Polls reveal a growing number of Americans fault Republicans for the impasse. A new Wall Street Journal/NBC News poll released Thursday night showed that 53% of Americans blame Republicans for the government shutdown while 31% blame President Obama. The same poll showed 70% of Americans believe Republicans are putting politics ahead of the greater good of the country.
On the other hand is the micro-political landscape: A significant number of Congressional Republicans are newly or recently-elected, sent to Congress in the 2010 or 2012 elections on platforms devoted to Tea Party principles of less spending and smaller government. And more specifically opposition to ObamaCare that in most cases has included a vow to defund the president’s signature health-care reform legislation.
Texas Senator Ted Cruz and North Carolina Congressman Mark Meadows come quickly to mind.
No Political Incentive to Negotiate
Especially in the House, where many districts have been reconfigured in recent years – gerrymandered in political jargon – to favor one party over another, these politicians’ biggest threat to re-election isn’t from a Democratic opponent in a general election but from a Republican rival in a primary who takes an even harder line on spending than they have.
These potential Republican rivals are waiting back home to pounce on any sign that the incumbents in Washington are breaking their vows of austerity and conceding in any way to the White House and Congressional Democratic.

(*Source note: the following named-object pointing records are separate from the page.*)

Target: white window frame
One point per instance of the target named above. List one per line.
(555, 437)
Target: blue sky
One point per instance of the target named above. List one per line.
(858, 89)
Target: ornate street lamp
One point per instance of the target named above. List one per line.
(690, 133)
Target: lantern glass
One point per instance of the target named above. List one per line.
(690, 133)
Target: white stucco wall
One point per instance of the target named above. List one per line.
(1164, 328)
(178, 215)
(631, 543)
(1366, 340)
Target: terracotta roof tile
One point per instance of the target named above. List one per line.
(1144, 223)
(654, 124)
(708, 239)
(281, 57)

Powerful conservative advocacy groups such as Club for Growth, Heritage Action and FreedomWorks are more than happy to publicly excoriate elected Republicans who fail to toe the Tea Party line. More importantly, these advocacy groups are threatening the status quo by providing funding – lots of it – to upstart Republicans who take a harder line than those already enmeshed in Washington.
In other words, the core group of Republicans who have refused to sign off on any budget that funds ObamaCare and has demanded spending cuts for a new debt limit have little incentive to negotiate with Obama or the Democrats. Not if they want to be re-elected.

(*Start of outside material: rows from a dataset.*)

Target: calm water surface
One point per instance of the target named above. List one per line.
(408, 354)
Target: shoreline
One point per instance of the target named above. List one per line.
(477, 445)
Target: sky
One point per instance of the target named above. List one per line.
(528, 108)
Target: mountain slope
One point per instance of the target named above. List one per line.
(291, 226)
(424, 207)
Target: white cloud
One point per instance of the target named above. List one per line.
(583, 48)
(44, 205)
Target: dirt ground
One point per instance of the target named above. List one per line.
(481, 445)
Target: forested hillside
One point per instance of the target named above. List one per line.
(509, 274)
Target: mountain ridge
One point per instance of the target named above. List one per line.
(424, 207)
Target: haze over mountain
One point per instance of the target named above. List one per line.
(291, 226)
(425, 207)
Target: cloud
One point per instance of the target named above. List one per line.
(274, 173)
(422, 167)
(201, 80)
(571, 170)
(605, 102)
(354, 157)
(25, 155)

This is the tightrope Boehner has been forced to walk, a high stakes game of chicken in which the Speaker of the House is not only a participant but also a referee.
Economists, business leaders and the Obama administration have made clear the potential fallout from a default. The Treasury Department last week issued a report saying a default could have a “catastrophic” effect on the U.S. economy, freezing credit markets, sharply raising interest rates and devaluing the dollar.

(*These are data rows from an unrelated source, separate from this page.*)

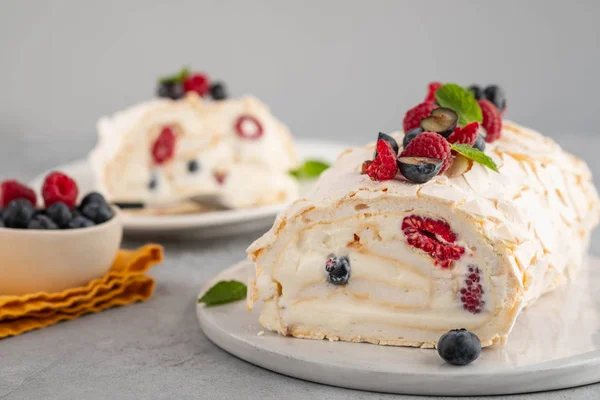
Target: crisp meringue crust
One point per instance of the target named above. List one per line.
(244, 171)
(526, 228)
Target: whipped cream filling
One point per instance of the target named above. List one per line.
(526, 229)
(246, 169)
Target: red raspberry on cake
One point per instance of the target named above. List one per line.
(413, 117)
(465, 135)
(432, 145)
(59, 187)
(12, 190)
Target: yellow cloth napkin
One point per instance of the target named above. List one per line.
(125, 283)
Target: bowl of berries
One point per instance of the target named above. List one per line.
(60, 245)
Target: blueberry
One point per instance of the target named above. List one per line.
(98, 213)
(459, 347)
(41, 221)
(218, 91)
(193, 166)
(170, 89)
(419, 169)
(92, 197)
(338, 270)
(480, 143)
(410, 135)
(476, 91)
(18, 214)
(80, 222)
(60, 214)
(496, 95)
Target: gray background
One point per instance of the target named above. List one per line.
(341, 70)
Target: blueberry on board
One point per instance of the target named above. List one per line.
(60, 214)
(92, 197)
(80, 222)
(41, 221)
(98, 213)
(419, 169)
(18, 214)
(410, 135)
(459, 347)
(338, 270)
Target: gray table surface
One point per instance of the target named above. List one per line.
(156, 350)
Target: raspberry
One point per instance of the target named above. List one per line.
(432, 145)
(413, 117)
(434, 237)
(164, 146)
(12, 190)
(198, 83)
(492, 121)
(384, 167)
(431, 89)
(471, 294)
(59, 187)
(466, 135)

Hyperbolic, perhaps. But the mere threat of default in 2011 caused ratings firm Standard & Poor’s to strip the U.S. of its gold-plated AAA credit rating, a slap in the face that roiled global markets for weeks.
With his deal to extend the debt limit temporarily now on the table, Boehner seems to be pulling all the disparate players back onto the same field. No neat trick given the economic and political stakes at risk.